Q: Our sales rep has been with us 12 years. Recently his wife died and his performance has dropped severely; his demeanor is negatively affecting others. How would you handle this? —Anonymous, Cincinnati

A: Often, people suffering a loss feel alone and isolated. When a valued member of your team is suffering, it is important that you help him understand that he not only has a team at work, but a team in life.

As his supervisor, you need to take him aside and:

  • Ask permission to speak straight with him about what you are seeing;

  • Acknowledge his unimaginable loss;

  • Let him know how his behavior is affecting his co-workers and job quality;

  • Communicate your willingness to help him work through his loss;

  • Allow him to speak;

  • Create a plan for how you can support him and what he is committed to in terms of moving forward.

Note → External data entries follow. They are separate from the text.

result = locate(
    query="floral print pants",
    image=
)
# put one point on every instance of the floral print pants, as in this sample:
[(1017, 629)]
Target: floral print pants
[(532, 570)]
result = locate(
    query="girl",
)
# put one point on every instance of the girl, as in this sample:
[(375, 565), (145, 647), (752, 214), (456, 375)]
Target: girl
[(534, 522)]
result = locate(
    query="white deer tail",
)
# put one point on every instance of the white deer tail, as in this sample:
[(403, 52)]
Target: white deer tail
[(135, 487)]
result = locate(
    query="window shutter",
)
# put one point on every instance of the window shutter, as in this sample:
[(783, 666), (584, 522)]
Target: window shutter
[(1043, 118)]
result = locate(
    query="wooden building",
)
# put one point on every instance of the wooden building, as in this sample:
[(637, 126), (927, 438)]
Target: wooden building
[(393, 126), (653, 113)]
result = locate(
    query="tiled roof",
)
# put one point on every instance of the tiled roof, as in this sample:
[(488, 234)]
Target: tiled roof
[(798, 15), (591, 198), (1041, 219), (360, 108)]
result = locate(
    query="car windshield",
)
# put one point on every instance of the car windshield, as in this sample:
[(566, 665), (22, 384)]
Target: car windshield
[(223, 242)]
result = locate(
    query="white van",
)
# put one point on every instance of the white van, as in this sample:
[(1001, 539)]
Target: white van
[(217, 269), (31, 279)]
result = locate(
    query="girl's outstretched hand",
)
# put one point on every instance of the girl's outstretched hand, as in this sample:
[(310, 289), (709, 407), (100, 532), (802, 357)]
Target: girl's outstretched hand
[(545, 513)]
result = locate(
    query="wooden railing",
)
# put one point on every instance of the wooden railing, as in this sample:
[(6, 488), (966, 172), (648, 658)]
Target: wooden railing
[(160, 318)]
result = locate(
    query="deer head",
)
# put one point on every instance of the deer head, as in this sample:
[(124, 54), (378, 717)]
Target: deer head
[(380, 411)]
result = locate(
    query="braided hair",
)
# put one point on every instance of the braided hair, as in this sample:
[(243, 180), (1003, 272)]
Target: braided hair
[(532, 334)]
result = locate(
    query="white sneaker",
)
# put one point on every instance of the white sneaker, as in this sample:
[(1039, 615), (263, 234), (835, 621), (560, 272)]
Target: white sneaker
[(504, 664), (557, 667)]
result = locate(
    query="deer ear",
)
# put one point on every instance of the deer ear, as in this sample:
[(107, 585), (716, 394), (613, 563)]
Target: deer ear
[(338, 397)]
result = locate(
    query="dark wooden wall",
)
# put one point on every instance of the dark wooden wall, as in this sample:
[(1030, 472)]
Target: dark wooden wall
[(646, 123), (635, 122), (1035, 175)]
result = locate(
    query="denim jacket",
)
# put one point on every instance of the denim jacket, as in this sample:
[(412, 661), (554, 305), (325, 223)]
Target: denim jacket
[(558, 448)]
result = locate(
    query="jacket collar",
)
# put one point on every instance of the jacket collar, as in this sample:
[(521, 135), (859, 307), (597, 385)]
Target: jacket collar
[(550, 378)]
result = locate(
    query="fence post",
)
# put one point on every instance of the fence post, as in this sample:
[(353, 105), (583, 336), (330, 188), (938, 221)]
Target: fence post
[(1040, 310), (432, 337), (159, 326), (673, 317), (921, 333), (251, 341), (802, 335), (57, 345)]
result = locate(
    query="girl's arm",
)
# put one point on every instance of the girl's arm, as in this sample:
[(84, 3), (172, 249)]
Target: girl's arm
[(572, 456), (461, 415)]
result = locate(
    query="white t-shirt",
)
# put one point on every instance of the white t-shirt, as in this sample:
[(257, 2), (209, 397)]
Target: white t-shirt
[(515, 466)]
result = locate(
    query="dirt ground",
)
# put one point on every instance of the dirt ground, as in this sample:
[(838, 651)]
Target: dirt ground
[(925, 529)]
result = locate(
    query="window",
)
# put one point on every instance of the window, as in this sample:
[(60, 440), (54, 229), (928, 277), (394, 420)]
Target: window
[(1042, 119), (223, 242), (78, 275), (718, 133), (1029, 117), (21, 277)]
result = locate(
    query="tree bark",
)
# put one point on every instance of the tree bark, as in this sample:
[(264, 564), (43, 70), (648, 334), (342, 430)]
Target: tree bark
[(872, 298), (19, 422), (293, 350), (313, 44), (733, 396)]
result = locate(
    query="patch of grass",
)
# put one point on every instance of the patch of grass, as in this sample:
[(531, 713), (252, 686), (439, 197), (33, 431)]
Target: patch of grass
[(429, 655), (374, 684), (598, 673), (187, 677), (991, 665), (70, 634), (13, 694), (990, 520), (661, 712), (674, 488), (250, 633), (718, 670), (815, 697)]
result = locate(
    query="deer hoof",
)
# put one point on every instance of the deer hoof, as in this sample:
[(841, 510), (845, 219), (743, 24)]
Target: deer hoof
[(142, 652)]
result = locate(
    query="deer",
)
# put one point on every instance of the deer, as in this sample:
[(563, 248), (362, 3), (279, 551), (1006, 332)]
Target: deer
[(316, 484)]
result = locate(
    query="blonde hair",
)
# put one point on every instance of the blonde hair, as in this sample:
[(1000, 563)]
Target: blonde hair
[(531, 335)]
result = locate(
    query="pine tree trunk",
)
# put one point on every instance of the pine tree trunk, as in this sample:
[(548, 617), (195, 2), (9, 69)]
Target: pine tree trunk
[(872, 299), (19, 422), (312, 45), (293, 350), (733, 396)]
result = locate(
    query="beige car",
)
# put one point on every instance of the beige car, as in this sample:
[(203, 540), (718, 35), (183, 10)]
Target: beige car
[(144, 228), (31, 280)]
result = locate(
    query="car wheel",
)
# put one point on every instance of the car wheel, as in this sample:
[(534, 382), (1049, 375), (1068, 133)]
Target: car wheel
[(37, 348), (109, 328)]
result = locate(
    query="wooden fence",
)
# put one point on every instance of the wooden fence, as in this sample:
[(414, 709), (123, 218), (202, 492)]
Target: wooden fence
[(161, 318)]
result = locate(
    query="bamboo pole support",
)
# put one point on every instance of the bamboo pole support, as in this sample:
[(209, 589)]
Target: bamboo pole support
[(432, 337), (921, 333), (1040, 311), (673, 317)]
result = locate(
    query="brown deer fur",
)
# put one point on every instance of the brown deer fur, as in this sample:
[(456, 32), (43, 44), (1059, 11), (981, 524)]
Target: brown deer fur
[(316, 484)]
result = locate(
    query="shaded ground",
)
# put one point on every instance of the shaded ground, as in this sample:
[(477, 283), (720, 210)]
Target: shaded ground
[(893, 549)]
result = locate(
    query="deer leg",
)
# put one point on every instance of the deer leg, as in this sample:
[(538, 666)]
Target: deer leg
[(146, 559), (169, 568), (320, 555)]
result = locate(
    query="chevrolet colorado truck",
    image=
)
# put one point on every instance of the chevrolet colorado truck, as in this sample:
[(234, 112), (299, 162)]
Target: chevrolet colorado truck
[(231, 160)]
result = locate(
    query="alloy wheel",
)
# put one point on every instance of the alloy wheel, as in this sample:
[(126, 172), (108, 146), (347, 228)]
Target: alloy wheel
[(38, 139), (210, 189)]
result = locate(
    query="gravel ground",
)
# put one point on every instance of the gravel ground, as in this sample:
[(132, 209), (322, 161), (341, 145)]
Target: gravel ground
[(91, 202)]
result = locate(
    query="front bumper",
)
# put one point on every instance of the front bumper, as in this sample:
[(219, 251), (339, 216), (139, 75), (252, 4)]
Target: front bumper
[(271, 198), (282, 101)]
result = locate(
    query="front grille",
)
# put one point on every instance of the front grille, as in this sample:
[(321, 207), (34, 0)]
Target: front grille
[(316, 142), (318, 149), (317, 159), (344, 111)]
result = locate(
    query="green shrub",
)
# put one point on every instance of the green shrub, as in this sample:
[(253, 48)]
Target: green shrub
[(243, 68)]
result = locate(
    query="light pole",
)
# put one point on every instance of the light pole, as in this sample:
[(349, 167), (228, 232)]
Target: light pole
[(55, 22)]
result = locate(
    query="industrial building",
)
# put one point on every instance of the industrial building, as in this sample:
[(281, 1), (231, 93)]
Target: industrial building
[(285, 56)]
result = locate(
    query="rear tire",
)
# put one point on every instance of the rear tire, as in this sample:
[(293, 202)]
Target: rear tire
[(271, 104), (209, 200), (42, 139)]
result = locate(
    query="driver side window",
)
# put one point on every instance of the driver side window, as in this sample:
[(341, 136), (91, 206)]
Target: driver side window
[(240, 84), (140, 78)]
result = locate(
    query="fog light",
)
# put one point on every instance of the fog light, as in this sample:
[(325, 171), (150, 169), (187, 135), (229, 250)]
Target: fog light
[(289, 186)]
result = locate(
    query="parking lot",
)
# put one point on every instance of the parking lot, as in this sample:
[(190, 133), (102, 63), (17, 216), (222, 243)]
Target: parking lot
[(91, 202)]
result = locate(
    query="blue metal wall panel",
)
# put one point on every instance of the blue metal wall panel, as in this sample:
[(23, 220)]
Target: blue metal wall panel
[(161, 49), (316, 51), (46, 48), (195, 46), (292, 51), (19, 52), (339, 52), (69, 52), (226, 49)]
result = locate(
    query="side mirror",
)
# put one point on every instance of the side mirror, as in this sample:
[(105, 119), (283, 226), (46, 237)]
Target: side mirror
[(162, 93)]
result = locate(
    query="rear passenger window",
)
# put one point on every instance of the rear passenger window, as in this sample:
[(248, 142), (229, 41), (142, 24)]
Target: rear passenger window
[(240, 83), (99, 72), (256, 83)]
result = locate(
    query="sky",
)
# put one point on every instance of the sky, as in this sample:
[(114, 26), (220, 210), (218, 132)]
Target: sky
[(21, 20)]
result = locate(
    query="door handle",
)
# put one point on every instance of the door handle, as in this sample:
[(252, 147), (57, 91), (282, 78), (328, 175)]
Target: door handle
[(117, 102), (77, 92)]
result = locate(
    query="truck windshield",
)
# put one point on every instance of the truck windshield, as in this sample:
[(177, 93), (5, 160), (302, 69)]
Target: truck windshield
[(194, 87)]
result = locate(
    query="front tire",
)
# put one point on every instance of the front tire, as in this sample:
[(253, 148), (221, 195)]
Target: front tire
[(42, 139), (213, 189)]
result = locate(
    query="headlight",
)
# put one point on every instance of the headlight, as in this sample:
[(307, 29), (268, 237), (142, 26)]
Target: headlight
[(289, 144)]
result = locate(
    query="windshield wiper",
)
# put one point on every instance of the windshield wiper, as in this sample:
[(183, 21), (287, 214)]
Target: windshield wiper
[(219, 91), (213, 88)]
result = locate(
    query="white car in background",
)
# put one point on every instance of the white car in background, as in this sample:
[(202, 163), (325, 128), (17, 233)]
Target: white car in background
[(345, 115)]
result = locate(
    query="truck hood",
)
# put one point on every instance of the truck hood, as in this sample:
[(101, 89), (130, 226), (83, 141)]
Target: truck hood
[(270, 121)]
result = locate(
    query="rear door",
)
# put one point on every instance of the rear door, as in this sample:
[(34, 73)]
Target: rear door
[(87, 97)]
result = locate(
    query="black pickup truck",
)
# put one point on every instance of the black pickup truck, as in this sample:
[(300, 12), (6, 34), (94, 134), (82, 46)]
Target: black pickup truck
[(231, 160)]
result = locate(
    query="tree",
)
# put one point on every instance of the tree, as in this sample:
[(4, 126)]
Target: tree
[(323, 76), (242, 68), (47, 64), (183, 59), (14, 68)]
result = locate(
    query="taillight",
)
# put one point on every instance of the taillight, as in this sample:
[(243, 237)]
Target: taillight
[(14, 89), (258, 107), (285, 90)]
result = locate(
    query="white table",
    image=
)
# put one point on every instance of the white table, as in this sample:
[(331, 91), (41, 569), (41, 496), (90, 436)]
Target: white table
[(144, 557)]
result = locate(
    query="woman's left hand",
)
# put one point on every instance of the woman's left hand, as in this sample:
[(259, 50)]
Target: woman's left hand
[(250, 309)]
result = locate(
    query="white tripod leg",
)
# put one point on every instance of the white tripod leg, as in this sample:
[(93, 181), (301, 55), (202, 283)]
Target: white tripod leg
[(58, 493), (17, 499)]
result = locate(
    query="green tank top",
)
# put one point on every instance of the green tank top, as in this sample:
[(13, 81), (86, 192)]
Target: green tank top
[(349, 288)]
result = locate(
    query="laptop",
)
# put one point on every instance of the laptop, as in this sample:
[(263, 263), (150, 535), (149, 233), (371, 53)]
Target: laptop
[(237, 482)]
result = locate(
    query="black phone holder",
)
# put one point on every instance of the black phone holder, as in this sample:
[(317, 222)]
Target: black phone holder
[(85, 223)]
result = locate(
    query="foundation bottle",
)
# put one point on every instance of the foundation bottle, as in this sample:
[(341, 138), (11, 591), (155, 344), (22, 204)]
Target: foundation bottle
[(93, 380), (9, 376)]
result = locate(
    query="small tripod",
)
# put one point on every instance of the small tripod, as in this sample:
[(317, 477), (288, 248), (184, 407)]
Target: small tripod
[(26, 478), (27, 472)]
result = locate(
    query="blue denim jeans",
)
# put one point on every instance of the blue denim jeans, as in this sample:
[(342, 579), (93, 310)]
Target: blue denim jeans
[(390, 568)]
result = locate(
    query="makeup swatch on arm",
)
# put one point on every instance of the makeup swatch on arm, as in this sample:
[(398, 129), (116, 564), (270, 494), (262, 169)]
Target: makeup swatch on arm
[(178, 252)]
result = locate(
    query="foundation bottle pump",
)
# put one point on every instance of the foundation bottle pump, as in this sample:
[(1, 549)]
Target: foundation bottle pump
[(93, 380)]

Resolving a loss like this is all about the team and letting the employee know that he has a place to go, that he doesn’t have to be by himself, that people care about him, and that how he acts affects the entire team.

You don’t need to take on the roll of therapist. But you can help him find a grief counselor, letting him know that it’s a normal, acceptable route for dealing with loss. You can support him in managing his loss, moving forward, and doing the job he has done well for the past 12 years.

—Clay Nelson is a business coach, radio talk show host, author, former “nail-belt wearing” contractor, and speaker. For more information, e-mail clay@claynelsonlifebalance.com or visit www.claynelsonlifebalance.com.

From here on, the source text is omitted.